2. A method according to Claim 1 characterized in that the Zymomonas mobilis is a strain deposited in the ATCC under Deposit No. 396?6 or a mutant or variant of ATCC 39676.

3. A method according to Claim 1 characterized in that the Zymomonas mobilis is a strain deposited in the ATCC under Deposit No. 29191.

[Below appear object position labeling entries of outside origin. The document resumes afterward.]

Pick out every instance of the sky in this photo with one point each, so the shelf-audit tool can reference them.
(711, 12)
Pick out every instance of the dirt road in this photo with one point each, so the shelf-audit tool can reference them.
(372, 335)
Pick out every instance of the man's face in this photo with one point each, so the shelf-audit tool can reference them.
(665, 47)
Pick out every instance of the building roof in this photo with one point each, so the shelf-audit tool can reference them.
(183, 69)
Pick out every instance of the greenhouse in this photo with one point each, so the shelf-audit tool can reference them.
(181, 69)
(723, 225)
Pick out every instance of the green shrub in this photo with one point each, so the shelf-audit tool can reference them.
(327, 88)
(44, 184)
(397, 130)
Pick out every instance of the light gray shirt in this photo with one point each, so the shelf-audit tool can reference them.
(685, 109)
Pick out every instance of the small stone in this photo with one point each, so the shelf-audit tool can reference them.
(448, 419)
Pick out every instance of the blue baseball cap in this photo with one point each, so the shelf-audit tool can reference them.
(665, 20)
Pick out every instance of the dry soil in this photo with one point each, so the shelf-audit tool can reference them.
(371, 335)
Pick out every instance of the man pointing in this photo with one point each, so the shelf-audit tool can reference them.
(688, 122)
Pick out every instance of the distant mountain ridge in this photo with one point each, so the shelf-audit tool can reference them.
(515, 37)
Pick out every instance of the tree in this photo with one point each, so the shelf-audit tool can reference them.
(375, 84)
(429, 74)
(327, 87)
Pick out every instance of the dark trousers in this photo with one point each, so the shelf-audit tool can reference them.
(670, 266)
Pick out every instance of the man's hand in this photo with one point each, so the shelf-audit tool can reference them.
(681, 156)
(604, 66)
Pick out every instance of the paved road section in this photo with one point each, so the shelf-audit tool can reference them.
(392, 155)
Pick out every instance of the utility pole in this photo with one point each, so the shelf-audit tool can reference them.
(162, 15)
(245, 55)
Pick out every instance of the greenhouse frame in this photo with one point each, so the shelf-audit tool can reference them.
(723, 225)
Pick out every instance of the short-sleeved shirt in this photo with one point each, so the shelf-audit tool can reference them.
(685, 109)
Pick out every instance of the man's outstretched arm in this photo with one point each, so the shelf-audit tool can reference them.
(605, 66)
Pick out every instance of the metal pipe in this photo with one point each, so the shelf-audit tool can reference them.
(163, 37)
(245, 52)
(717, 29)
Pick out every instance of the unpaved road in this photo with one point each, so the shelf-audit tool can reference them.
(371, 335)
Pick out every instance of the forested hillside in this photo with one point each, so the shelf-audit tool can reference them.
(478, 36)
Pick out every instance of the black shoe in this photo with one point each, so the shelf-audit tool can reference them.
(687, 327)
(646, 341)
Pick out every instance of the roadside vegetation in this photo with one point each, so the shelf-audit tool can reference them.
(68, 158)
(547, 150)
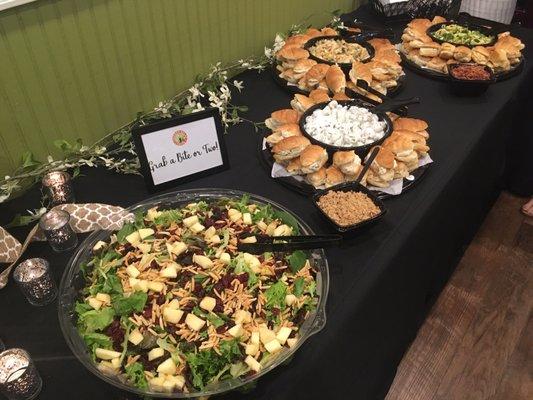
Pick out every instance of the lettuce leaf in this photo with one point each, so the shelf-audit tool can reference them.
(129, 305)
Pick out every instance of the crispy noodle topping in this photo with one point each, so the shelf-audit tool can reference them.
(170, 304)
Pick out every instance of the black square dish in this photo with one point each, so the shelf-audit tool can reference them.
(347, 187)
(467, 87)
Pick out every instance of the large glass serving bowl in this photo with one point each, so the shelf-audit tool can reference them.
(72, 282)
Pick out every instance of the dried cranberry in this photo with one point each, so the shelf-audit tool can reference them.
(185, 259)
(116, 333)
(219, 307)
(189, 306)
(147, 313)
(198, 291)
(243, 278)
(300, 317)
(209, 222)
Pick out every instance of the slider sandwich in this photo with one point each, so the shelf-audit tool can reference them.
(294, 167)
(437, 64)
(347, 161)
(334, 176)
(327, 31)
(498, 60)
(319, 96)
(462, 54)
(301, 103)
(281, 117)
(480, 55)
(341, 96)
(419, 142)
(430, 49)
(282, 132)
(404, 151)
(381, 171)
(380, 44)
(302, 66)
(335, 79)
(313, 32)
(417, 126)
(417, 58)
(289, 148)
(446, 51)
(400, 171)
(360, 71)
(317, 178)
(289, 55)
(313, 77)
(313, 158)
(297, 40)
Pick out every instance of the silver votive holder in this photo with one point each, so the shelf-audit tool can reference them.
(19, 379)
(56, 227)
(35, 281)
(58, 186)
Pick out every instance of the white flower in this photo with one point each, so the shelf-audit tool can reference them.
(37, 212)
(199, 107)
(190, 102)
(238, 85)
(195, 92)
(269, 53)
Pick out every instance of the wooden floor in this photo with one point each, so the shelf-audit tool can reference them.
(477, 342)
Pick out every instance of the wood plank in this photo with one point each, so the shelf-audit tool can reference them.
(503, 222)
(517, 383)
(438, 340)
(478, 365)
(468, 347)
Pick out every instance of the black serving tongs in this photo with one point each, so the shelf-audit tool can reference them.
(289, 243)
(394, 104)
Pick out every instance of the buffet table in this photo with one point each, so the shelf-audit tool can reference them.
(383, 280)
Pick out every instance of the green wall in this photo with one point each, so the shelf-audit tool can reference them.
(81, 68)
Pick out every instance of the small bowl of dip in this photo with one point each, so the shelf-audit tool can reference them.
(470, 79)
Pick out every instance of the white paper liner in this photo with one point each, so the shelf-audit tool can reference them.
(396, 185)
(395, 188)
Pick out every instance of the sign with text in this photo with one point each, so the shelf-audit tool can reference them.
(181, 149)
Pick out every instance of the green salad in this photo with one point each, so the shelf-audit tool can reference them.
(457, 34)
(170, 303)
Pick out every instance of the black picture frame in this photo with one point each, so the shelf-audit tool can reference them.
(138, 131)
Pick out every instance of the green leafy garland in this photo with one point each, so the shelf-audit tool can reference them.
(116, 151)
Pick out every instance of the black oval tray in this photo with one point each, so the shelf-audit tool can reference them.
(304, 188)
(296, 90)
(498, 77)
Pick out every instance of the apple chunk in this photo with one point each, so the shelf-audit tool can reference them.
(106, 354)
(167, 367)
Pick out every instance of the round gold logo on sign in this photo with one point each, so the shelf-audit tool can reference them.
(179, 138)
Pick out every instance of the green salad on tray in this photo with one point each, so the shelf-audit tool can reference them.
(457, 34)
(170, 304)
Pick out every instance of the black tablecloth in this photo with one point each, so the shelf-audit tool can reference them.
(383, 281)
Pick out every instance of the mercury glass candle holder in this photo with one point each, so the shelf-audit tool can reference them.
(35, 281)
(19, 379)
(58, 232)
(59, 187)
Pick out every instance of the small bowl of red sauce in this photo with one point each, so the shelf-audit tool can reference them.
(470, 79)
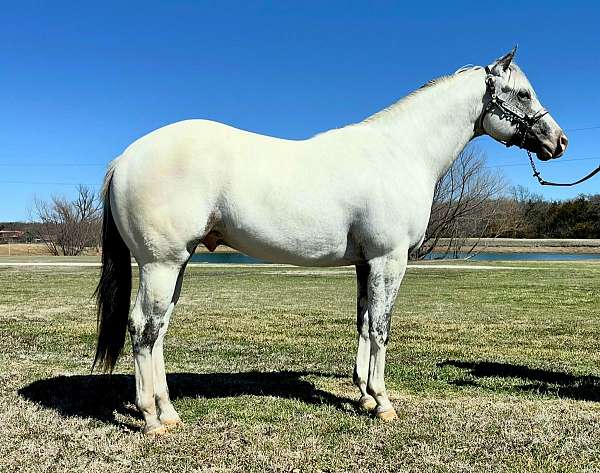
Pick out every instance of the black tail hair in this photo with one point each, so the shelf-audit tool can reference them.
(113, 293)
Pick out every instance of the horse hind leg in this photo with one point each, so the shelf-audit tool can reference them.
(148, 324)
(167, 415)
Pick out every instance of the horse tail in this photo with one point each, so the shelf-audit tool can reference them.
(113, 293)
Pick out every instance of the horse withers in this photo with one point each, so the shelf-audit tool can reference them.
(359, 195)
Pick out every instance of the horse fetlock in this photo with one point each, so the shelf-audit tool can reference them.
(387, 415)
(367, 403)
(168, 415)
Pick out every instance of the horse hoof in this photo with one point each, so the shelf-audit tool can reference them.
(387, 416)
(367, 403)
(156, 430)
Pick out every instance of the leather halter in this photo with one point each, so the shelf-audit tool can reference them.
(525, 123)
(523, 120)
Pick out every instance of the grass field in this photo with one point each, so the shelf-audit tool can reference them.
(490, 370)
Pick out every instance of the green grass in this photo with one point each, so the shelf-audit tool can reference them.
(490, 370)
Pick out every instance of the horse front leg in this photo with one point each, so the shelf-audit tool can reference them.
(363, 352)
(384, 279)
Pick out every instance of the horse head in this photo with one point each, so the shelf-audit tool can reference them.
(514, 115)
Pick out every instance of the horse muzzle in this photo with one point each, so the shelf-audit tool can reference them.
(548, 150)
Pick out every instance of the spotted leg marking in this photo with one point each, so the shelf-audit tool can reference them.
(384, 279)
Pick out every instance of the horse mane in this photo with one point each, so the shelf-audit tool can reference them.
(416, 92)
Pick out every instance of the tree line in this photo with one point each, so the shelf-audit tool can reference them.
(471, 201)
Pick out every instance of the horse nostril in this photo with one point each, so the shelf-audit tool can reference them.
(562, 144)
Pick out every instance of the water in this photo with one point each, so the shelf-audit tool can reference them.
(525, 256)
(238, 258)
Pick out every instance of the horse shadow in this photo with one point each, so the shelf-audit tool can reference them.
(101, 397)
(538, 381)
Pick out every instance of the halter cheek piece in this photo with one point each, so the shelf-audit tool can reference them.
(525, 123)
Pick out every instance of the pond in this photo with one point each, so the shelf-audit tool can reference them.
(239, 258)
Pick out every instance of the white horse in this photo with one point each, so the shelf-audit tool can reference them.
(359, 195)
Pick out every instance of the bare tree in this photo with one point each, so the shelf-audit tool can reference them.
(468, 202)
(68, 227)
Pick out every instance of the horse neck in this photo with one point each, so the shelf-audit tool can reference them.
(435, 123)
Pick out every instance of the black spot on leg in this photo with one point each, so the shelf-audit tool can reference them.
(147, 337)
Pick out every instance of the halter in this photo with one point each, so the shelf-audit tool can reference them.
(525, 123)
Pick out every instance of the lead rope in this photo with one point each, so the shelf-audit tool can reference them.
(544, 182)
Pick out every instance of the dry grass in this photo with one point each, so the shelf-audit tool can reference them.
(489, 371)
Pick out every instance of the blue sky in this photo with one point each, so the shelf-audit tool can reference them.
(79, 81)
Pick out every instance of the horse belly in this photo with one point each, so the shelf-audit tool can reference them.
(290, 245)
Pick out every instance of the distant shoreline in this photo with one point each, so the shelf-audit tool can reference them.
(486, 245)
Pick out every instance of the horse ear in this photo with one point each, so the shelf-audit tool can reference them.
(502, 64)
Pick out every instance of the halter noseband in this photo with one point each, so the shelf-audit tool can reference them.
(524, 121)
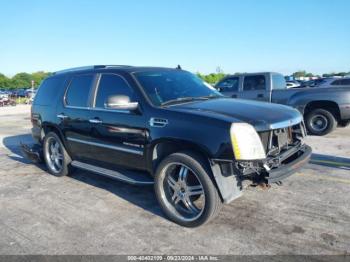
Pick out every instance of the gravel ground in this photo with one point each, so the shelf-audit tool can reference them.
(88, 214)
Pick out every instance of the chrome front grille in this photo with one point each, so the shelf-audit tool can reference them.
(277, 140)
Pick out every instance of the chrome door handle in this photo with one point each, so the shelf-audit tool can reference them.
(62, 116)
(95, 121)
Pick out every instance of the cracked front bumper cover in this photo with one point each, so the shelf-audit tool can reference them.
(285, 170)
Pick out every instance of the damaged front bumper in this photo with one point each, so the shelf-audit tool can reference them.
(287, 168)
(230, 175)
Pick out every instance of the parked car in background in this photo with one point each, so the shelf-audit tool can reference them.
(313, 82)
(292, 84)
(323, 108)
(166, 127)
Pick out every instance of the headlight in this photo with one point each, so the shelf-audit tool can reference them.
(246, 142)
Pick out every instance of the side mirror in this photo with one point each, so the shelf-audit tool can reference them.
(120, 102)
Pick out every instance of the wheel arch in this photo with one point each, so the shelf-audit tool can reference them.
(328, 105)
(49, 127)
(163, 147)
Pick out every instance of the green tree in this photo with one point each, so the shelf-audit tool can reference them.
(4, 81)
(21, 80)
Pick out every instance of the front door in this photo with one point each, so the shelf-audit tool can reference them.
(255, 88)
(118, 136)
(73, 115)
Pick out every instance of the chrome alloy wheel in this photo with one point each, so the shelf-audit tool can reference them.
(319, 123)
(54, 155)
(182, 192)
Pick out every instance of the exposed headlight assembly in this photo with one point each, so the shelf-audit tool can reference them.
(246, 142)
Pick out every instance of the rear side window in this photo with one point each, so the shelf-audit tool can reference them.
(111, 84)
(252, 83)
(346, 82)
(337, 82)
(49, 90)
(278, 82)
(79, 90)
(229, 84)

4. A method according to any one of Claims 1 to 3 characterized in that the sucrose is added to the fermentation medium in the form of refined sugar, raw sugar, crushed sugar cane juice, sugar beet juice, molasses or a combination of two or more of these (which may contain sucrose hydrolysis products or invert sugars).

5. A method according to any one of Claims 1 to 4 characterized in that the sucrose concentration is in the range 10-30% (w/v).

6. A method according to Claim 5 characterized in that the sucrose concentration is in the range 15-25% (w/v).

7. A method according to Claim 6 characterized in that the sucrose concentration is 20% (w/v).

8. A method according to any one of Claims 1 to 7 characterized in that the fermentation medium contains one or more of the following components, peptone, yeast extract, potassium dihydrogenphosphate, ammonium sulphate, urea or magnesium sulphate, the concentration of each component being in the range 0.01 to 0.5% (w/v).

9. A method according to Claim 8 characterized in that the concentration of each component is 0.2% (w/v).

10. A method according to any one of Claims 1 to 9 characterized in that the pH of the fermentation medium is maintained in the range 4.0 to 7.0.

11. A method according to Claim 11 characterized in that the pH is initially in the range 6.5 to 7.0, allowed to fall as fermentation commences and then maintained in the range 5.0 to 6.0.

12. A method according to any one of Claims 1 to 11 characterized in that the temperature in the fermenter is maintained in the range 34º C to 40° C.

13. A method according to Claim 12 characterized in that the temperature is maintained at 35° C.

14. A method according to any one of Claims 1 to 13 characterized in that, when the fermentation is completed, the micro-organism Zymomonas mobilis is separated from the fermentation medium and the ethanol is distilled off.

15. A method according to Claim 1 characterized in that the Zymomonas mobilis comprises Zymomonas mobilis bacterial cells suspended in the fermentation medium.

16. A method according to Claim 15 characterized in that a portion of the fermented medium from a preceding fermentation is added to the fermenter as the inoculum of the Zymomonas mobilis bacterial cells for the succeeding fermentation.

17. A strain of Zymomonas mobilis deposited in the ATCC under Deposit No. 39676.

18. A mutant or variant Zymomonas mobilis strain of ATCC 39676.

19. Ethanol produced from sucrose (or its hydrolysis products or invert sugars) by the method according to any one of Claims 1 to 16.